Background
Foot problems are the most common reason for hospitalization of diabetes mellitus
(DM) patients. Neuropathy and impaired blood supply are the chief causes for foot
ulceration in DM patients. In the presence of neuropathy, the primary factor for ulcer
formation in diabetes is the loss of protective sensation [[1],[2]]. Evaluation of sensibility on the feet of diabetic patients is important in order
to properly identify the group with neuropathy and to establish prevention of ulceration
for those at risk. Various modalities of sensation like temperature, vibration, point
localization and two point discrimination (TPD) have been used to measure sensory
loss. Semmes-Weinstein monofilament testing (10 gm) divides the huge population of
DM subjects into subjects who are at risk but does not precisely determine the degree
of progressive loss of sensation, or suggest degree of nerve compression and axonal
loss. Specialist clinics may quantify neuropathy with biothesiometry, plantar foot
pressure measurement, and assess lower extremity vascular status with handheld Doppler
systems and ankle-brachial blood pressure indices (ABPI).
Though monofilament testing is one of the primary screening methods for measuring
cutaneous sensibility clinically, the sensibility can be only qualitatively assessed
as normal touch, diminished light touch, diminished protective sensation, and loss
of protective sensation [[3]] depending upon the size of the filament and force exerted to buckle the mono-filament.
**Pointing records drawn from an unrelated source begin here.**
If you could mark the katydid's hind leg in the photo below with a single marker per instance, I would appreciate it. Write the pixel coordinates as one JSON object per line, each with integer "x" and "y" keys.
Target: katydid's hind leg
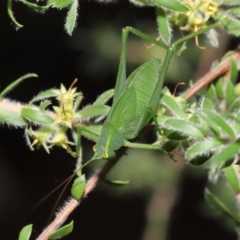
{"x": 143, "y": 146}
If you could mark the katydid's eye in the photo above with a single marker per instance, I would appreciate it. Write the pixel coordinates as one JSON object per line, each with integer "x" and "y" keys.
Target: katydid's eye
{"x": 105, "y": 155}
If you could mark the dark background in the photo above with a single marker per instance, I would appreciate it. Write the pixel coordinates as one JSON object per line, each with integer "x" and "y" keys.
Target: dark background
{"x": 42, "y": 46}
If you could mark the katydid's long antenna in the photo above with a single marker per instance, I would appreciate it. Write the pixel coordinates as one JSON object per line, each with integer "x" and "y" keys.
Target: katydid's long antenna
{"x": 72, "y": 203}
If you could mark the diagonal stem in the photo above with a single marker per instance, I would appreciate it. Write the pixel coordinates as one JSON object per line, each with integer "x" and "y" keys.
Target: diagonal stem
{"x": 72, "y": 203}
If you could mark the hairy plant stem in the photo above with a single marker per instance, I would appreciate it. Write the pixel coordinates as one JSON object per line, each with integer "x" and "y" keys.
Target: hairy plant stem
{"x": 71, "y": 204}
{"x": 221, "y": 69}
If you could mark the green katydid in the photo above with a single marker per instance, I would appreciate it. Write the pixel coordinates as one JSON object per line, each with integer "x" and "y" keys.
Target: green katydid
{"x": 136, "y": 99}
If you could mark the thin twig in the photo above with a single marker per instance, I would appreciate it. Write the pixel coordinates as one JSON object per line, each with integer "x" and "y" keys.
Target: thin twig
{"x": 222, "y": 68}
{"x": 71, "y": 204}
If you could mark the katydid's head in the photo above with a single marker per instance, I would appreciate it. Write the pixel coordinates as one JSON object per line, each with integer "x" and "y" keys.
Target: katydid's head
{"x": 102, "y": 153}
{"x": 109, "y": 141}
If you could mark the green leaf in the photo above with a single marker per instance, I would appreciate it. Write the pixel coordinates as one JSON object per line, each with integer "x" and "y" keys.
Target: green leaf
{"x": 212, "y": 95}
{"x": 78, "y": 187}
{"x": 59, "y": 3}
{"x": 43, "y": 95}
{"x": 25, "y": 233}
{"x": 174, "y": 5}
{"x": 235, "y": 105}
{"x": 91, "y": 132}
{"x": 235, "y": 10}
{"x": 184, "y": 127}
{"x": 71, "y": 20}
{"x": 220, "y": 87}
{"x": 202, "y": 148}
{"x": 62, "y": 232}
{"x": 170, "y": 145}
{"x": 172, "y": 106}
{"x": 215, "y": 122}
{"x": 104, "y": 97}
{"x": 200, "y": 159}
{"x": 94, "y": 110}
{"x": 13, "y": 118}
{"x": 36, "y": 116}
{"x": 44, "y": 105}
{"x": 163, "y": 26}
{"x": 219, "y": 205}
{"x": 233, "y": 71}
{"x": 226, "y": 154}
{"x": 117, "y": 183}
{"x": 232, "y": 177}
{"x": 230, "y": 94}
{"x": 35, "y": 6}
{"x": 16, "y": 82}
{"x": 10, "y": 14}
{"x": 173, "y": 135}
{"x": 207, "y": 104}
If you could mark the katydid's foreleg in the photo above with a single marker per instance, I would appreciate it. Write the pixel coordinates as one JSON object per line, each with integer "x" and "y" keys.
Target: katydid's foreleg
{"x": 143, "y": 146}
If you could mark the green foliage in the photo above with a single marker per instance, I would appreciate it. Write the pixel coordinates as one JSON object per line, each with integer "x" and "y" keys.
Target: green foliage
{"x": 25, "y": 232}
{"x": 62, "y": 232}
{"x": 205, "y": 131}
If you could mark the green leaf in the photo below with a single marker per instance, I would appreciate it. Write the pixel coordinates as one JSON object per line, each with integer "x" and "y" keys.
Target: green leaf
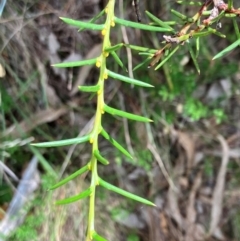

The measurement of cutaneous sensation to differentiate one-point from two-point static
touch stimuli may allow identification of ulceration earlier in the clinical course
of diabetic neuropathy [[4]]. Static and moving TPD have been used as tools to measure sensory loss in DM patients.
Although the method is subjective, as the patient must report whether or not the pressure
is felt, it is more reliable than the previously available methods and it is a quantitative
measure of the sensory loss. Both the vascular dysfunction and the neuropathy result
in increased TPD in foot areas. Therefore, increase in TPD does not necessarily indicate
either neuropathy or vascular dysfunction [[5]].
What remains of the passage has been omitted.